The scuba gear allowed me a lot more time on the bottom for assessment and contemplation. The chain was indeed looped around a horizontal piling, and after feeling this piling up and down, it seemed an impossible situation since neither end of the piling was off the seabed. I braced my fins against-whatever is down there-and tried to move the piling. It wouldn’t budge. I thought about it some more, and figured that the piling moving was the only possibility, so once again I grunted to move it. It did move, albeit very slowly because it was stuck in the muck on the bottom of San Francisco Bay. Finally, there I was in total darkness and zero visibility, standing in the muck, holding a 500 pound, 18-inch diameter, barnacle-encrusted piling on my shoulder…which I could easily drop and hopelessly pin myself to the bottom.

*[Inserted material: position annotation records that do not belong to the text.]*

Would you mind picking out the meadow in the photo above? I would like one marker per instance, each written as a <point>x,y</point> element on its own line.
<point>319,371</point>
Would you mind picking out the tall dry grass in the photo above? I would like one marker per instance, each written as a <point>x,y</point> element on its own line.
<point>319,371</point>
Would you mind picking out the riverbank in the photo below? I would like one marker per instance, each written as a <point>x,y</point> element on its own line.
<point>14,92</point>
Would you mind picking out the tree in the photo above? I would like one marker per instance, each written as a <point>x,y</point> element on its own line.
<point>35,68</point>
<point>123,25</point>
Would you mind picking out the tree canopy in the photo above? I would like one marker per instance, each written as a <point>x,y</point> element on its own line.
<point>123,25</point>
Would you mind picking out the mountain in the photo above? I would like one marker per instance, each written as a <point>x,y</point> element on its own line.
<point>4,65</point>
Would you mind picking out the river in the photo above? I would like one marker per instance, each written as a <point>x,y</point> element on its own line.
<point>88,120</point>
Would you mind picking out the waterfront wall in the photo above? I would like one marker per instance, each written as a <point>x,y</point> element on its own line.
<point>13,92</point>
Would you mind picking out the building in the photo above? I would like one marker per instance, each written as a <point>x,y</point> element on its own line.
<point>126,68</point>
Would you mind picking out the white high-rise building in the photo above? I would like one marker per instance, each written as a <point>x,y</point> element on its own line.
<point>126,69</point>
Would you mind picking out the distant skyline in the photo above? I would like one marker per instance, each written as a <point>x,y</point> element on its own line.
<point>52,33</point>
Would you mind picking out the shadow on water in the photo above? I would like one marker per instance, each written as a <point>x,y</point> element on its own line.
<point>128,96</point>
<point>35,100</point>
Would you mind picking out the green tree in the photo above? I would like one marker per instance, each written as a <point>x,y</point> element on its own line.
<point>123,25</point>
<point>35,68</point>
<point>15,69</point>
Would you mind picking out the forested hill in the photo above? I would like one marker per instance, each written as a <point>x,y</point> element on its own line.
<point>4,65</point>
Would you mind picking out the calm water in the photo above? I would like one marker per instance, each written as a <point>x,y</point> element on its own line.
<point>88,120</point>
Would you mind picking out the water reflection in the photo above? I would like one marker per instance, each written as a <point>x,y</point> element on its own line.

I got the chain unwrapped and gave the signal to Jim to pull up chain, which was two sharp yanks, or was it many repeated yanks? The yanking got confusing for both of us, and more chain kept falling on my head.
I went to the surface to report the good news and sort out the yanking. Jim pulled in another hundred feet of chain and we got to the original snag. I went down again and could actually see a little before stirring up the silt. The anchor itself, my 45-pound CQR, was wedged under yet another piling and quickly freed. Jim pulled it to the surface and we were now in a very overloaded little 8-foot dinghy with 800 pounds of anchor and chain, scuba gear, and two grown men.
We returned to Condesa like conquering heroes. Once again I felt a veil of distance between me and the earthlings barbequing on Condesa. I was only down for half an hour this time, but it might as well have been a lifetime.
The next day I went to return the scuba gear and the guy at the dive shop had a good laugh and let me know, once again, that I wasn’t the first to lose an anchor at this particular spot. In fact, he said the spot would yield some pretty good hunting for a little amateur salvage operation.